Based on tabulations of each health behavior variable and race/ethnicity, we top- and bottom-code the behavior variables to limit the influence of extreme values and to ensure that we have enough observations across their ranges, by race/ethnicity, to permit reasonable inferences. Current and former smoking originally ranged from 0 to 4.5 packs, but we top-code them at 2 packs; alcohol consumption ranged from 0 (including abstainers) to 168 drinks in a 2 week period, but we top-code it at 22 drinks; physical inactivity ranged from 0 to about 5.6, but very few individuals were among the most physically active (the low end of the index), so we bottom-code it at 2.5; and sleep hours ranged from 0 to 23 hours, but we recode it to range from 4 or less hours, to 11 or more hours.

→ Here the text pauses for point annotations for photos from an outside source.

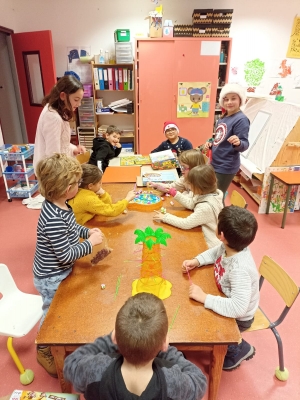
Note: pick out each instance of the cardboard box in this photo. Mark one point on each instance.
(155, 26)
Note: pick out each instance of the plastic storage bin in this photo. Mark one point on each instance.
(122, 35)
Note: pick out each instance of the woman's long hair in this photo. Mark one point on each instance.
(67, 84)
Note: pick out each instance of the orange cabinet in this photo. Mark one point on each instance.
(160, 65)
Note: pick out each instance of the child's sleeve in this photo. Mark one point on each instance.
(184, 379)
(201, 215)
(88, 363)
(237, 304)
(64, 252)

Separate analyses that compare truncated and non-truncated health behavior variables found nearly identical coefficients, but the models with the truncated variables have markedly smaller BIC values and more efficient parameter estimates.

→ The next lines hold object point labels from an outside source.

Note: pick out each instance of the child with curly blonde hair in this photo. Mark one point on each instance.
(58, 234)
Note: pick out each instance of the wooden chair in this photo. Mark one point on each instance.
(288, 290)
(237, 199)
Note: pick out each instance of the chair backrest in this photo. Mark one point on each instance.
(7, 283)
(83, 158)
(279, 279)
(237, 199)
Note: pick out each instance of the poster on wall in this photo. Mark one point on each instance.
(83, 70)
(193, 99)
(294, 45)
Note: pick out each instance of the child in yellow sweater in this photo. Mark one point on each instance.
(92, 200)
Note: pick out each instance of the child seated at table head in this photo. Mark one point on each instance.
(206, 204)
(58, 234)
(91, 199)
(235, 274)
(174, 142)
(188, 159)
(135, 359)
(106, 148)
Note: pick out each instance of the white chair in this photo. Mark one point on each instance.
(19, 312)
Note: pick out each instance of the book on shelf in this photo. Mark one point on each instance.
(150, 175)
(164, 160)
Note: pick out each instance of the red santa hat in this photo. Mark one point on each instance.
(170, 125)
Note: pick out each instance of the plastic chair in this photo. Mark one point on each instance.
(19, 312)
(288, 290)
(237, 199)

We code race/ethnicity as non-Hispanic whites (the referent), non-Hispanic blacks, Hispanics, and all others. When testing for interactions by race/ethnicity, we exclude “others” because they are a small and heterogeneous group. Educational attainment is continuous and ranges from 0 to 18 or more years. Monthly family income is adjusted for family size, divided by 100, and logged to account for the diminishing impact of income on mortality as income increases (Krueger et al., 2003). We also include a family income portfolio, a proxy for wealth that indicates the number of income sources, per family member, received from jobs, self-employment, interest, dividends, pensions, and other income (Krueger et al., 2003). We also adjust for employment status, sex, marital status, foreign born status, and birth year.

Statistical Methods

Cox proportional hazard models examine the risk of death. Because survival is a direct function of age, we use age as the time to event or censor—rather than as a covariate—in our models (Korn et al., 1997). Although the effects of some variables varied with age (not shown), our substantive findings were similar throughout the age range examined. Thus, we rely on the proportional hazards assumption; our models provide the average effects of our covariates on the risk of death across age (Allison, 1984). All analyses incorporate sample weights and estimate Taylor linearized standard errors to account for the complex sampling frame (StataCorp, 2009).

We use the following strategy to test for interactions. First, we create each set of two-way interactions by multiplying the variables for race/ethnicity by each health behavior; race/ethnicity by perceived stress; and each health behavior by perceived stress. We create three-way interactions by multiplying the variables for race/ethnicity, perceived stress, and each health behavior. Second, we test each set of interactions in a separate model and retain only those groups of interactions for which there is “strong” evidence in favor of their inclusion as indicated by improvements in the BIC statistic by 6 or more points (Raftery, 1995). In no case were all of the two-way interactions or any of the three-way interactions significant.1

We test for interactions with each health behavior separately. Models that include interactions with all of the health behaviors simultaneously provide substantively similar coefficients but with wider standard errors due to multicolinearity among the interaction terms. All of the interactive models adjust for the main effects of all of the health behaviors and the sociodemographic and SES variables.

RESULTS

Table 1 presents the means of the covariates by vital status and by race/ethnicity. The means of dichotomous variables are proportions. Before adjusting for other covariates, those who survive the follow-up period average higher perceived stress levels, lower levels of current and former smoking (recall that never smokers are coded as 0 on these variables), and lower levels of physical inactivity than decedents. Because alcohol consumption and sleep hours have non-monotonic relationships with mortality, the descriptive results show both continuous and categorical versions. Survivors were more likely than decedents to consume 3 or more drinks in the last 2 weeks, and to sleep 7 or 8 hours per night. Table 1 also shows that, compared to whites, blacks and Hispanics have lower levels of perceived stress, current and former smoking, and alcohol consumption; are less likely to report 7–8 hours of sleep; and report higher levels of never smoking and physical inactivity.

Table 1.

Weighted Means and Proportions of the Covariates, by Vital Status and by Race/Ethnicity, U.S. Adults, 1990–2006.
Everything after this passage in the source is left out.